En un lugar diferente situábamos a los “extranjeros”, fácilmente comprensible el denominador desde el momento en que nos “extrañaba” su lenguaje, cuyo origen era mayoritariamente inglés, idioma en el que nosotros -una gran mayoría- todavía no habíamos metido el diente. No hace falta decir que estaban incluidos franceses alemanes, suecos (en femenino especialmente) y americanos, cada uno de los cuales fueron llegando muy rápido y no todos, por desgracia, con idénticas intenciones. Para que no se me malinterprete, quiero decir que algunos vinieron exclusivamente al olor del vil metal y con el afán de enriquecerse lo más pronto posible, lo que no indica, ni mucho menos que la palabra corrupción existiese siquiera en nuestro vocabulario. Inteligentes y avizores negociantes, les llamaría yo. Nunca faltan y a veces hasta son necesarios.
Hasta aquí las clasificaciones que existían y que todos aceptábamos como parte de una ciudad cuyo horizonte, aunque basto y amplio, no era ni por la más valorada vidente imaginado al que llegó a ser y como sigue siendo al día de hoy.
Los años se amontonaron sobre nuestras espaldas sin avisar, a traición casi para quienes, habiendo vivido aquel dulce tiempo de mieles juveniles, playas impolutas, y noches hoy tópicas de damas de noches o madreselvas empujando suavemente con su olor las sillas que sacábamos al anochecer, peinamos canas o las teñimos, al tiempo que miramos con ¿estupor o simpatía? el gentío que abarrota nuestras calles en este agosto de calor exagerado. ¿Cómo analizar en él a quienes lo forman de acuerdo con las pautas que arriba he descrito? ¿Quién se atrevería una tarde o noche cualquiera a decirme cuantos veraneantes ha visto en el alboroto estrecho y bello que va de la calle Pasaje hasta la Plaza de los Naranjos?. ¿Y a los nativos? ¿Cuántos quedamos ya que llevemos generaciones detrás concediéndonos el pedigrí?. Ocasiones hay en las que al reconocernos dos o tres entre la muchedumbre nos abrazamos con el mismo ardor que si volviésemos de un combate o de una tierra lejana .
Aunque suene a nostalgia contenida, quiero dejar claro algunas anotaciones de este análisis veraniego y sin rigor excesivo.
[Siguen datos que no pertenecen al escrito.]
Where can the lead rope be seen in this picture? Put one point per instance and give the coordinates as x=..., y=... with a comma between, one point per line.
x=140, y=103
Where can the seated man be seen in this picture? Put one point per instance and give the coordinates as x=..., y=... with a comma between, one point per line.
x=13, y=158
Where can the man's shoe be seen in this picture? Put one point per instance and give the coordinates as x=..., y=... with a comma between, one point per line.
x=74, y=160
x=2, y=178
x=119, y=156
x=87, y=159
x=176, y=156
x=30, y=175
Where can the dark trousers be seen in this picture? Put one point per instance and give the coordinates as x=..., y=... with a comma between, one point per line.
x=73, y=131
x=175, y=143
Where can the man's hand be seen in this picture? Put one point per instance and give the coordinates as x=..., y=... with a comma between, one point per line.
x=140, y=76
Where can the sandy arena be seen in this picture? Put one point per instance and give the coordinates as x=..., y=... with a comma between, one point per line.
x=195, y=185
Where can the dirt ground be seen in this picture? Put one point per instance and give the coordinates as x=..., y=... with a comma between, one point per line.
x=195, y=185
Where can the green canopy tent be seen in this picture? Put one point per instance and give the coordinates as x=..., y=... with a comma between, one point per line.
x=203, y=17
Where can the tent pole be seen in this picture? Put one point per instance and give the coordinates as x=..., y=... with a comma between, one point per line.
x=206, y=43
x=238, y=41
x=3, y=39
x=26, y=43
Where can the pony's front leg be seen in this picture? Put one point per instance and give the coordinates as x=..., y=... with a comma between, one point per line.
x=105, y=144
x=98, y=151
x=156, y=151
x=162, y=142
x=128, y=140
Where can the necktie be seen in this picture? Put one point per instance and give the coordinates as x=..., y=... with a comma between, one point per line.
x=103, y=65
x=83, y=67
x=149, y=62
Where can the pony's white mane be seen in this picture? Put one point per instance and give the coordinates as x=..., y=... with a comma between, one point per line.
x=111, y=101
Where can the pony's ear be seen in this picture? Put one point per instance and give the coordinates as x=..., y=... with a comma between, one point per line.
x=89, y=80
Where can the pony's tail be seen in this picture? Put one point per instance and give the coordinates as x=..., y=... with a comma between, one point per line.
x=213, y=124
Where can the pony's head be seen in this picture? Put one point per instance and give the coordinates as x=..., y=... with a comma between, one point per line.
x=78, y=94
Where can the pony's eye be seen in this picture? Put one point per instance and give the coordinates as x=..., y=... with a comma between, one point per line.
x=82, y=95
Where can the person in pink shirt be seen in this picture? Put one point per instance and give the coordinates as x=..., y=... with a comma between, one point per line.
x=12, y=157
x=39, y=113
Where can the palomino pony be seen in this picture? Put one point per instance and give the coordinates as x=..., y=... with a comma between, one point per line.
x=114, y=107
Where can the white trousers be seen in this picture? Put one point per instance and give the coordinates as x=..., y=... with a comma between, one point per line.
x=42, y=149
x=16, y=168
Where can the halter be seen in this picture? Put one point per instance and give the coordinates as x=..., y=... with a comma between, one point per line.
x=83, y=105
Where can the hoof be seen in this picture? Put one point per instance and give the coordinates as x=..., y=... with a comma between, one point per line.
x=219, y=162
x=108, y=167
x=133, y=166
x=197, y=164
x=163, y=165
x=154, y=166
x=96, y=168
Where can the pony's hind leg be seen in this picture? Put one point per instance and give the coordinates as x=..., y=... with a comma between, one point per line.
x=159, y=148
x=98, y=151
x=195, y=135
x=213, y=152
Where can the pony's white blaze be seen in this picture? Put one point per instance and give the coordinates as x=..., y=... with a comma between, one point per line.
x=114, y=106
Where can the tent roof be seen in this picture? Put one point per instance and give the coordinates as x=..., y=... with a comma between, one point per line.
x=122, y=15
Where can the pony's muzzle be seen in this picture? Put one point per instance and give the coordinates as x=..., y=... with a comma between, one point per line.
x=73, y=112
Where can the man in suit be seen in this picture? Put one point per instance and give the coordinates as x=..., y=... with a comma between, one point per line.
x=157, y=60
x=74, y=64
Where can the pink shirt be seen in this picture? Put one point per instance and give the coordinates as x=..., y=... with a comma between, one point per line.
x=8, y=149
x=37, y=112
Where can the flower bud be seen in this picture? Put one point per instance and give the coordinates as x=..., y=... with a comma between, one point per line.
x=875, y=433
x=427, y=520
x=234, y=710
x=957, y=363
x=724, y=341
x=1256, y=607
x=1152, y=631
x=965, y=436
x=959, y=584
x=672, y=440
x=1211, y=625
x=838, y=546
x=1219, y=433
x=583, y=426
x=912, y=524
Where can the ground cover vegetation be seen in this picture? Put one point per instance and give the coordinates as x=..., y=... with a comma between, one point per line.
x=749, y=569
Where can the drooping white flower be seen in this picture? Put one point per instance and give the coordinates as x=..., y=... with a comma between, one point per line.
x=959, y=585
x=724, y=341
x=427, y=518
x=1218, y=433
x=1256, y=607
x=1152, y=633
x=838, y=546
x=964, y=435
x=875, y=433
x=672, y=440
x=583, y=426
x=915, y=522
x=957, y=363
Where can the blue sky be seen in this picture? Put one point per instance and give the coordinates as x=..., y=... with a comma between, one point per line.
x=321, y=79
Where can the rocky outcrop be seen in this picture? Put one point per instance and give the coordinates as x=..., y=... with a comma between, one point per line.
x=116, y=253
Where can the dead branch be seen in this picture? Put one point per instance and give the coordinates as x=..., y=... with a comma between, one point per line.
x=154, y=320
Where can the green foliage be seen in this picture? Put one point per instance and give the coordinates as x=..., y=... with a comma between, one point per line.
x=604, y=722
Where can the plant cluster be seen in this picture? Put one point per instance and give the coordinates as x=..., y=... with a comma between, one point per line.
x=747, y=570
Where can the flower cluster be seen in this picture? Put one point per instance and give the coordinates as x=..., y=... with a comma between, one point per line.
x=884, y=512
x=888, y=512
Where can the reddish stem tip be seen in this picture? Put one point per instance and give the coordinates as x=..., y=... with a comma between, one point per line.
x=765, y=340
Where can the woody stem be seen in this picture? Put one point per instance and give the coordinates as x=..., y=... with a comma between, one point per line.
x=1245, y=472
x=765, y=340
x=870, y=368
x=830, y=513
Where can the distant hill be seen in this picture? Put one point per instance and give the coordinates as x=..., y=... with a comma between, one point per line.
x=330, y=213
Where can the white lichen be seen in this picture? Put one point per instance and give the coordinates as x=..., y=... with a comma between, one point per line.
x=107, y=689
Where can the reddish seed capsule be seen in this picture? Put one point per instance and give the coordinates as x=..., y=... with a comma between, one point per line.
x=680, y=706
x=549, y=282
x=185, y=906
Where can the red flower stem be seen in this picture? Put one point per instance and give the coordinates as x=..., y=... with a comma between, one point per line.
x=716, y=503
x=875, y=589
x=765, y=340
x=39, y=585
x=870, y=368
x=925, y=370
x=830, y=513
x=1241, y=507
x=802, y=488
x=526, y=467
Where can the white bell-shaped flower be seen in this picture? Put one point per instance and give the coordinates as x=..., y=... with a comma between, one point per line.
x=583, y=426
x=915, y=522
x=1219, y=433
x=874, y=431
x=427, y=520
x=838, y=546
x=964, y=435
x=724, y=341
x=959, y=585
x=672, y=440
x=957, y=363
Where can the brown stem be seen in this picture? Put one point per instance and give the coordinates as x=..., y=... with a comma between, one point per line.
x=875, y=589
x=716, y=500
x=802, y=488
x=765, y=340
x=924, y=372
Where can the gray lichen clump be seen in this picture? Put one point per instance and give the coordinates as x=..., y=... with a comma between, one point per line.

Marbella sigue siendo la misma, a pesar de cuanto nos ha llovido, y ustedes me entienden…el pueblo verde y marinero cuya montaña es inigualable y su clima idem de idem. Ha pasado algo que ocurre sólo a las ciudades de relevancia singular. Paseas por sus calles y plazas. Tomas el sol y un vino o una cerveza. ¿Quién es quien?...es lo de menos en Venecia, París o Sevilla.
En el mejor sentido de la palabra, ella es eterna y los demás somos ya, queramos o no, forasteros.